His name was not mentioned and he was not discussed, but the board voted to terminate his employment, 5-2.
Thomas Galovic, the chief financial officer for Greater Clark County Schools, was fired by a majority of the district’s board of trustees Tuesday night, with board members Becca Christensen and Nancy Kraft voting against the measure. His termination is effective March 30.
Galovic was one of two people signed up to give public comment on agenda items. In a prepared speech, he said he felt he was treated unjustly by the school board.“I have had no evaluation in 20 months, no due process given in this case, no progressive discipline taken ...” Galovic said in his speech. “When approached again about why I was going to be terminated I was told ‘because the board wants you out and they will come after you without my recommendation or with it.’”
He went on to say that he was never made aware of any violation of state law, board policy or code of the state board of accounts.
After Christensen motioned to vote on the certified and classified personnel reports separately, the board voted unanimously to accept the certified employee report. There was no discussion on the classified employee report before a vote was taken.
Martin Bell, chief operating officer for the district said the board can only discuss specific employees on those reports in executive session.

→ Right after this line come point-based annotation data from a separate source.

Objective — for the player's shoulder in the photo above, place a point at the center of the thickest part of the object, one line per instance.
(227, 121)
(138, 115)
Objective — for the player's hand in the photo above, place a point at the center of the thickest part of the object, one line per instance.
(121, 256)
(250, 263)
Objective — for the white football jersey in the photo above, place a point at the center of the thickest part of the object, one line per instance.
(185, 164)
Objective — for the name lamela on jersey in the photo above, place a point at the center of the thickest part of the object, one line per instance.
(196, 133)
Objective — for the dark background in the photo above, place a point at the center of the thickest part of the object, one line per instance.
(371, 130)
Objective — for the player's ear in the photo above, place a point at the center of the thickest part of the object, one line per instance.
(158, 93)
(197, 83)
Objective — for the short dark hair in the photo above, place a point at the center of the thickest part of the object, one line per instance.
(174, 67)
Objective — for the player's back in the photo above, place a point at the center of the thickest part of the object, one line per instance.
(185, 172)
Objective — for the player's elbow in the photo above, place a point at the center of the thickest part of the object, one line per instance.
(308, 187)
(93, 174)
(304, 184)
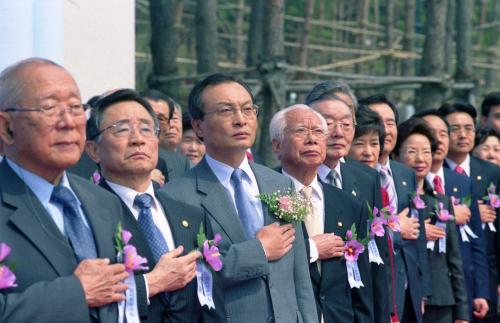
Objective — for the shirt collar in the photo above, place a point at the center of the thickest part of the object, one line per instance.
(38, 185)
(223, 171)
(465, 164)
(128, 194)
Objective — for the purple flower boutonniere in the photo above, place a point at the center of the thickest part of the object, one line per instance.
(288, 206)
(7, 277)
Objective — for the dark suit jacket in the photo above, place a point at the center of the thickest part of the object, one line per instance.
(335, 299)
(474, 259)
(363, 183)
(183, 305)
(447, 275)
(171, 164)
(411, 262)
(255, 290)
(47, 289)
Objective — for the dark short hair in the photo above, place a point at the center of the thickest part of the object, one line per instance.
(432, 112)
(491, 100)
(328, 90)
(410, 127)
(460, 106)
(195, 99)
(368, 121)
(157, 95)
(104, 102)
(378, 99)
(482, 134)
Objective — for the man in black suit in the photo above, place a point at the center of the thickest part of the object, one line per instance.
(299, 141)
(460, 116)
(59, 226)
(123, 140)
(412, 280)
(336, 103)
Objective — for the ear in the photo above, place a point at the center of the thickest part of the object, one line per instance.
(6, 128)
(196, 123)
(91, 149)
(276, 148)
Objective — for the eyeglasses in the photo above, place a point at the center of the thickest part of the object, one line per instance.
(53, 111)
(344, 125)
(228, 111)
(455, 129)
(123, 129)
(303, 132)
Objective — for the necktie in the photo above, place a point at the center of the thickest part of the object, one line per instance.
(78, 233)
(313, 221)
(388, 184)
(153, 235)
(249, 219)
(460, 170)
(438, 185)
(334, 178)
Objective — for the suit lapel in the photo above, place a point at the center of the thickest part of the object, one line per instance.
(217, 203)
(31, 218)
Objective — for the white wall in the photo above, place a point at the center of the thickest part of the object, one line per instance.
(93, 39)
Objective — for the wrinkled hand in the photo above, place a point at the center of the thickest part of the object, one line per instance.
(462, 214)
(487, 212)
(480, 308)
(410, 228)
(276, 240)
(157, 176)
(433, 232)
(101, 282)
(172, 272)
(329, 245)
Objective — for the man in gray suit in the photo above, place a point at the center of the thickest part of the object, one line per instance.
(265, 275)
(57, 224)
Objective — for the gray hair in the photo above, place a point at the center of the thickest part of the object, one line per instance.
(279, 123)
(327, 90)
(11, 83)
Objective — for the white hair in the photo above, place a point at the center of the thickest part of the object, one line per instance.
(279, 123)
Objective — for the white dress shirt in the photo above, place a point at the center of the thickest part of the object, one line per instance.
(465, 164)
(317, 200)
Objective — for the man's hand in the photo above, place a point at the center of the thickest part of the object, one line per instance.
(157, 176)
(329, 245)
(172, 272)
(410, 228)
(276, 240)
(480, 308)
(433, 232)
(487, 212)
(462, 214)
(101, 282)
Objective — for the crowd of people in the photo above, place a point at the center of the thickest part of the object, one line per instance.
(368, 218)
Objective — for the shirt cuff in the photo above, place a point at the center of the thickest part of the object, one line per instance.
(147, 288)
(313, 251)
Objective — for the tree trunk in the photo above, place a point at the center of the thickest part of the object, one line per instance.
(407, 65)
(450, 38)
(164, 44)
(304, 37)
(273, 78)
(255, 34)
(389, 36)
(206, 35)
(431, 95)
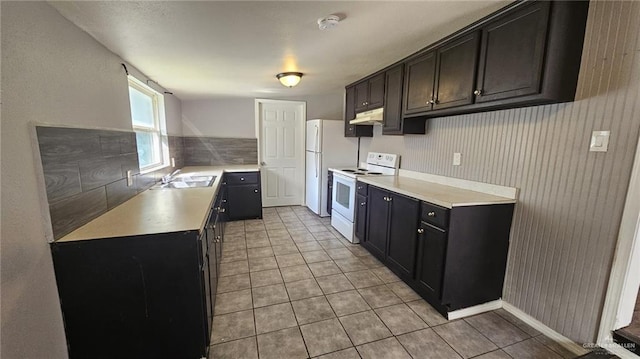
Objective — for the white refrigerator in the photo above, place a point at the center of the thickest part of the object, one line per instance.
(326, 147)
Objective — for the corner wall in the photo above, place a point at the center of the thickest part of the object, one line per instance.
(566, 223)
(53, 73)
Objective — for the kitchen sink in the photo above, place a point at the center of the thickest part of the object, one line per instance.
(187, 182)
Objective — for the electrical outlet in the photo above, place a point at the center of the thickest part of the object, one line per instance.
(599, 141)
(457, 158)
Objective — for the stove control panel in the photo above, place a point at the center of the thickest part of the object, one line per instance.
(383, 159)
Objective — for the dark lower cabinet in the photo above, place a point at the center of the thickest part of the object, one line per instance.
(244, 197)
(135, 297)
(361, 218)
(403, 227)
(377, 223)
(454, 258)
(150, 296)
(432, 247)
(392, 227)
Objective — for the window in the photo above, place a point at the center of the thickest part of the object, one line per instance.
(147, 116)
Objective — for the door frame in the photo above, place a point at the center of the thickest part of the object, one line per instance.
(301, 145)
(622, 289)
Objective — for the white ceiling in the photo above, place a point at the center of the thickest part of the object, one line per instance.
(235, 48)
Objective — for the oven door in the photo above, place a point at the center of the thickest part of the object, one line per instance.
(344, 196)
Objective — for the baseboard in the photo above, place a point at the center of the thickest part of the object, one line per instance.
(621, 352)
(476, 309)
(539, 326)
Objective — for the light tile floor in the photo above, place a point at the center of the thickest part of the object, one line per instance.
(292, 287)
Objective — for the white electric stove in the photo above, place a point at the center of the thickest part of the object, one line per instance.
(343, 205)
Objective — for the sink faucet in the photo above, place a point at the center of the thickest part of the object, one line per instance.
(169, 178)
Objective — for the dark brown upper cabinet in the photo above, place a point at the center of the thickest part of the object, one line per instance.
(512, 58)
(526, 54)
(393, 121)
(419, 84)
(456, 72)
(350, 114)
(369, 93)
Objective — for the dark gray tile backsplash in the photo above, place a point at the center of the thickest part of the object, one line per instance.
(85, 170)
(213, 151)
(85, 173)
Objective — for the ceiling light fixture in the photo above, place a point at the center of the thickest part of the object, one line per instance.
(289, 79)
(328, 22)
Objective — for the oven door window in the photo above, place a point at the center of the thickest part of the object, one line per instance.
(343, 195)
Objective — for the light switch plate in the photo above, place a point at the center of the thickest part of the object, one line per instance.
(599, 141)
(129, 179)
(457, 158)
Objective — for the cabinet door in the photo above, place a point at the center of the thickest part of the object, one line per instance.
(378, 214)
(244, 202)
(362, 96)
(512, 54)
(376, 92)
(350, 112)
(456, 77)
(393, 101)
(419, 82)
(361, 217)
(432, 247)
(403, 228)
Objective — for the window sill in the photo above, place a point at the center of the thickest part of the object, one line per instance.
(153, 169)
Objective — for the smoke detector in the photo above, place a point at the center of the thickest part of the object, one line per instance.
(328, 22)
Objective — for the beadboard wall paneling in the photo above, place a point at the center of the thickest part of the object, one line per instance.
(567, 219)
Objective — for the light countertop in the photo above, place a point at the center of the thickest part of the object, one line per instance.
(159, 210)
(442, 195)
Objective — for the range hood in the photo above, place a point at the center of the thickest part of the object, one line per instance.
(373, 117)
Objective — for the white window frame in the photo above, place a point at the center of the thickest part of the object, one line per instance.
(159, 129)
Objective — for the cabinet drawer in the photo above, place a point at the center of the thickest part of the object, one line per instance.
(435, 215)
(362, 188)
(242, 177)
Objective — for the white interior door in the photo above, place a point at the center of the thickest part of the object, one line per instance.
(280, 131)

They can’t have public discussion about those employees without violating state codes.
But in a letter from superintendent Stephen Daeschner to Galovic — dated Feb. 6, 2012 — Daeschner outlines some of the circumstances that led to his recommendation that Galovic be terminated.
“The biggest concern that surfaced during this investigation and during our meeting is the fact that you fail to understand the significance of the loss of trust and faith that your peers and Board Members have in your ability to continue to serve Greater Clark in a top management position,” according to the letter. “You offered nothing to help re-establish the trust or repair the damage done.”
According to the letter, some of Galovic’s behavior, including initiating conversations with members of the media about his lack of faith in the board resulted in that loss of trust, but also says some disparaging comments about cabinet members to board members also resulted in feelings of distrust against him.
But his letter also said that as an at-will employee of the district, board policy does not require any further due process once the superintendent makes a recommendation.
After the meeting, Mark Pavey, vice president of the board, said concerns were communicated to some of the board members before Galovic’s investigation was launched in January. He said he and the others who approached Daeschner about the investigation — board secretary Kevin Satterly and board president Christina Gilkey — were doing what they needed to do.
“I don’t know that it was board policy violations or not,” Pavey said. “But there was cause of concern from multiple sources about several topics and we felt like, as elected officials, that we needed to get that investigated.”
But the letter also alludes to an event at Parkview Middle School that “should not have originated” with Galovic.
In documents obtained by the News and Tribune, Satterly, Gilkey and Pavey met with Daeschner on Dec. 23, 2011 to ask about a payment to a former board member that came from a donation. The payment was rendered through the school’s extra curricular account.
The money was returned after “very little” services were rendered.
Galovic declined to comment after the board approved his termination. He has an attorney representing him, but has not indicated whether legal action would be taken against the board or the district.